Living in Scotland, our civil law (known as “delict”) provides that a “victim” to harm must ensure that they take sufficient and proactive steps to both minimise and prevent harm, otherwise they face the very real possibility that their claim is denied or at the very least, severely restricted. A person who contributes to their own harm, excaberating the degree or severity of harm that they suffered in the first place is said to be guilty of “contributory negligence” and therefore their claim is reduced on a proportionate basis.

Therefore, a person who owns a bookstore and hires the services of a plumber to fix a leaky tap, and then finds the place flooded will not be able to reclaim as much in the way of damages if they subsequently left the books to fester.

Associated with this is the notion of “volenti non fit injuria”, a Latin maxim which translates as: “Harm does not befall one who is willing.” This is the doctrine whereby a person who actively engages in a risk, does so fully aware of the potential and actual risks and therefore has given their consent tacitly as a result. Again to use an example, a smoker under this doctrine who knew that the smoking of cigarettes would place them at risk of contracting a particular health condition would find themselves defending such a counter claim.

In relation to obese patients then, from this perspective there is compelling evidence to suggest that they are indeed responsible for their own problems as well as to the severity of them. However, it is crucial that we do not mistake cold hearted pragmatism for outright discrmination which is certainly not what this author is trying to suggest in any shape, way or form.

Emmaneul Kant identified what he called the “Categorical Imperative”, a philosphical construct whereby if a particular action can be applied universally, then it is moral.

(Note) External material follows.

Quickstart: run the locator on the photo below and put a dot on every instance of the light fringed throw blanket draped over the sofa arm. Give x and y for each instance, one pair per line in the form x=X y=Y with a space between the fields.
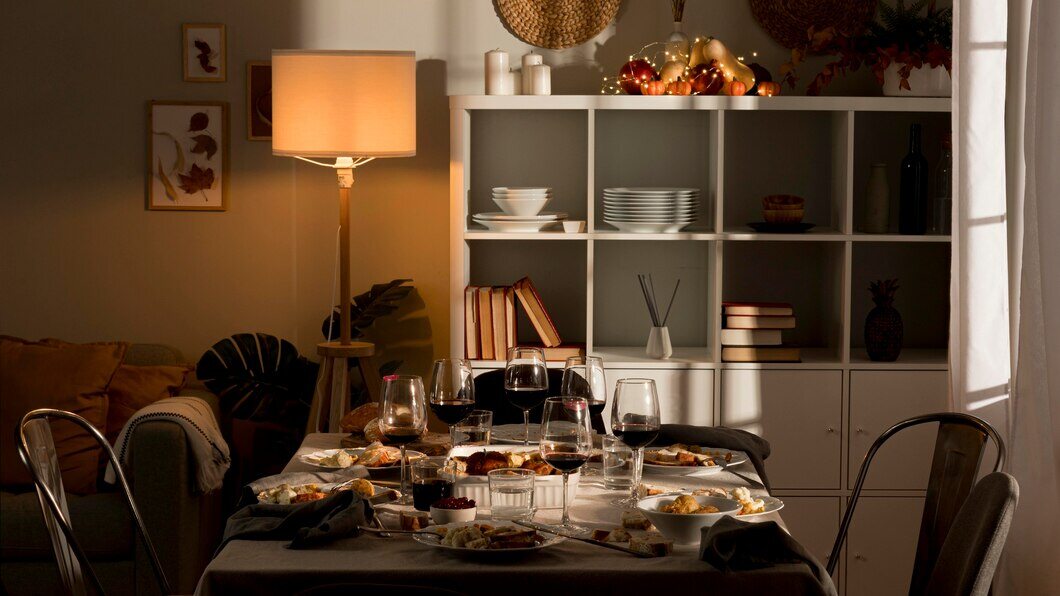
x=195 y=416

If we take the argument that “Obese people should be denied coronary surgery because they are responsible for their own ill health” and then apply it in a global sense, this then would mean that ANYONE in the world, who contributed to their own ill health, IRRESPECTIVE of the degree to which they so did so, should also be denied treatment. We live in a society where risk and calculated dangers are evident. Using this perspective then, does this mean that a professional taxi driver or typist should be denied treatment to relieve arthitis that they have contracted after years of strain on the same joints? That people who work with dangerous chemicals who develop lung cancer and other breathing disorders should be denied treatment on the same grounds?

Our health care system is intended to be democratic and accessible for all. I feel then, that not only should obese patients be rightfully entitled to coronary bypass surgery, but that they should also be entitled to counselling in order to allow them to overcome their compulsive eating.